All publications, patents, patent applications, publication, and database entries (e.g., sequence database entries) mentioned herein, e.g., in the Background, Summary, Detailed Description, Examples, and/or References sections, are hereby incorporated by reference in their entirety as if each individual publication, patent, patent application, publication, and database entry was specifically and individually incorporated herein by reference. In case of conflict, the present application, including any definitions herein, will control.

EQUIVALENTS AND SCOPE

Those skilled in the art will recognize, or be able to ascertain using no more than routine experimentation, many equivalents of the embodiments described herein. The scope of the present disclosure is not intended to be limited to the above description, but rather is as set forth in the appended claims.

Articles such as “a,” “an,” and “the” may mean one or more than one unless indicated to the contrary or otherwise evident from the context. Claims or descriptions that include “or” between two or more members of a group are considered satisfied if one, more than one, or all of the group members are present, unless indicated to the contrary or otherwise evident from the context. The disclosure of a group that includes “or” between two or more group members provides embodiments in which exactly one member of the group is present, embodiments in which more than one members of the group are present, and embodiments in which all of the group members are present. For purposes of brevity those embodiments have not been individually spelled out herein, but it will be understood that each of these embodiments is provided herein and may be specifically claimed or disclaimed.
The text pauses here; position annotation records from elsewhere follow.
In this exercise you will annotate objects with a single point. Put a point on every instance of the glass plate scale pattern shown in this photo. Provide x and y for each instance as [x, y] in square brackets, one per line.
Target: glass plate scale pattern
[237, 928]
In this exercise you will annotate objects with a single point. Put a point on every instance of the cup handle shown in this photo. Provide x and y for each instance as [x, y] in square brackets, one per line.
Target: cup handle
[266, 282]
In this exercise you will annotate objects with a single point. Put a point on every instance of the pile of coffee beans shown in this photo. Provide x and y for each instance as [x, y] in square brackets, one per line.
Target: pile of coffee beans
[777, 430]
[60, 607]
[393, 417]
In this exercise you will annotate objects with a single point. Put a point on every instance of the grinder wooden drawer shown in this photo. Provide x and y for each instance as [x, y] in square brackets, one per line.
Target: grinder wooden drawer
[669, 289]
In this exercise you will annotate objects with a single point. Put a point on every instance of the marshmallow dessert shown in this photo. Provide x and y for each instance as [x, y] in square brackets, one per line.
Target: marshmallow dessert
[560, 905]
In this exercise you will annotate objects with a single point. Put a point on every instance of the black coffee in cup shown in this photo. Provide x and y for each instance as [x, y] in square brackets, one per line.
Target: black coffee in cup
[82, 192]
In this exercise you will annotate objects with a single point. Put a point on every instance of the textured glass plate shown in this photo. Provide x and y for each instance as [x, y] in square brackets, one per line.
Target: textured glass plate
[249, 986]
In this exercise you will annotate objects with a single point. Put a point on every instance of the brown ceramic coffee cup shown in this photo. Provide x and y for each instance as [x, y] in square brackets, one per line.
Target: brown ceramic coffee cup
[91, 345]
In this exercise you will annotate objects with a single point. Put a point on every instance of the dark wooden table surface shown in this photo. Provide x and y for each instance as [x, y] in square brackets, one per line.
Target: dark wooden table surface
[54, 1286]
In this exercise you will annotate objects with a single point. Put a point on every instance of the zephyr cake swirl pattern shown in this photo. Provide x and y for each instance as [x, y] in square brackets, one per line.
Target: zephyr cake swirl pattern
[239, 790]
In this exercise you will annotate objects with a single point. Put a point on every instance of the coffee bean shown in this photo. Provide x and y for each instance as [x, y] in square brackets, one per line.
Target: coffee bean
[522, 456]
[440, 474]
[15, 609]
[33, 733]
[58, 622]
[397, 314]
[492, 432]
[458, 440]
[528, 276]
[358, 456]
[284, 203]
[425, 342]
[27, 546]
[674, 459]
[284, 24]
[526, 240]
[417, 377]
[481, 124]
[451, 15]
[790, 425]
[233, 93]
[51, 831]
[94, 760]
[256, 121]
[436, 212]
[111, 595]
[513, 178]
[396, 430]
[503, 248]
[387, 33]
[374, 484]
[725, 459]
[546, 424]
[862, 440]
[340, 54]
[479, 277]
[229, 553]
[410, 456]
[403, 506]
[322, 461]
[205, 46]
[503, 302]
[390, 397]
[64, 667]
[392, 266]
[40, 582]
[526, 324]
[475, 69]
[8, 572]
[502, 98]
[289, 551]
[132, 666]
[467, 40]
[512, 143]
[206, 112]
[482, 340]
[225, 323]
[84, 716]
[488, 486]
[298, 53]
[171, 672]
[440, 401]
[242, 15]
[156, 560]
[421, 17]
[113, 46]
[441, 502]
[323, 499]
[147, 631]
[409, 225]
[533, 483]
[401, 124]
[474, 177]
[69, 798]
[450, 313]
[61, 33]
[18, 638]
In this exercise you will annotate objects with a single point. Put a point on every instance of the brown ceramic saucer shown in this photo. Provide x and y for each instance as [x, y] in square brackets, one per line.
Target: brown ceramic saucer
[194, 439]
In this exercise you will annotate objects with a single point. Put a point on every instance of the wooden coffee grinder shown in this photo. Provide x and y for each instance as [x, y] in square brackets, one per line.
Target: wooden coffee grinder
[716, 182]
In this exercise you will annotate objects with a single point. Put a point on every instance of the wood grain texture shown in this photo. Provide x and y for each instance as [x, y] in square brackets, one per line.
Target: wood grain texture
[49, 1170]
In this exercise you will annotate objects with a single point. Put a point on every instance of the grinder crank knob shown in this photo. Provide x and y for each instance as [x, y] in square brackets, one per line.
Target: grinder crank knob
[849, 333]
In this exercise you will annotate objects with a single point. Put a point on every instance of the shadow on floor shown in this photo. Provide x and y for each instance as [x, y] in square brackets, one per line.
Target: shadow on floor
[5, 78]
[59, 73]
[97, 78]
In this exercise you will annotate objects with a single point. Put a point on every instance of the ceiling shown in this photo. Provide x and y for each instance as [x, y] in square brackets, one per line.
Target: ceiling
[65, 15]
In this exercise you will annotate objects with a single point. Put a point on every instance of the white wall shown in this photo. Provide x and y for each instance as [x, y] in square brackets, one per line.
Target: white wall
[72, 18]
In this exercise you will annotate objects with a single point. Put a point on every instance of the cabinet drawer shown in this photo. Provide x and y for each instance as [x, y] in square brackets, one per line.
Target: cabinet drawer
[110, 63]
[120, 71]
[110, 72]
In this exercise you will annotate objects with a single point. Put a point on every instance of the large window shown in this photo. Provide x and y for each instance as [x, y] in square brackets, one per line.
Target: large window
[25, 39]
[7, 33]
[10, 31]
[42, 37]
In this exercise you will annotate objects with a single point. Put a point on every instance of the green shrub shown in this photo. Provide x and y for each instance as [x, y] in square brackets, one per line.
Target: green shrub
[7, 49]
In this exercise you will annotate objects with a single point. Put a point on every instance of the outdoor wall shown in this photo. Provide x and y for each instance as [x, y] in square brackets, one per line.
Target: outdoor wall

It is to be understood that the invention encompasses all variations, combinations, and permutations in which one or more limitation, element, clause, or descriptive term, from one or more of the claims or from one or more relevant portion of the description, is introduced into another claim. For example, a claim that is dependent on another claim can be modified to include one or more of the limitations found in any other claim that is dependent on the same base claim. Furthermore, where the claims recite a composition, it is to be understood that methods of making or using the composition according to any of the methods of making or using disclosed herein or according to methods known in the art, if any, are included, unless otherwise indicated or unless it would be evident to one of ordinary skill in the art that a contradiction or inconsistency would arise.

Where elements are presented as lists, e.g., in Markush group format, it is to be understood that every possible subgroup of the elements is also disclosed, and that any element or subgroup of elements can be removed from the group. It is also noted that the term “comprising” is intended to be open and permits the inclusion of additional elements or steps. It should be understood that, in general, where an embodiment, product, or method is referred to as comprising particular elements, features, or steps, embodiments, products, or methods that consist, or consist essentially of, such elements, features, or steps, are provided as well. For purposes of brevity those embodiments have not been individually spelled out herein, but it will be understood that each of these embodiments is provided herein and may be specifically claimed or disclaimed.

Where ranges are given, endpoints are included. Furthermore, it is to be understood that unless otherwise indicated or otherwise evident from the context and/or the understanding of one of ordinary skill in the art, values that are expressed as ranges can assume any specific value within the stated ranges in some embodiments, to the tenth of the unit of the lower limit of the range, unless the context clearly dictates otherwise. For purposes of brevity, the values in each range have not been individually spelled out herein, but it will be understood that each of these values is provided herein and may be specifically claimed or disclaimed. It is also to be understood that unless otherwise indicated or otherwise evident from the context and/or the understanding of one of ordinary skill in the art, values expressed as ranges can assume any subrange within the given range, wherein the endpoints of the subrange are expressed to the same degree of accuracy as the tenth of the unit of the lower limit of the range.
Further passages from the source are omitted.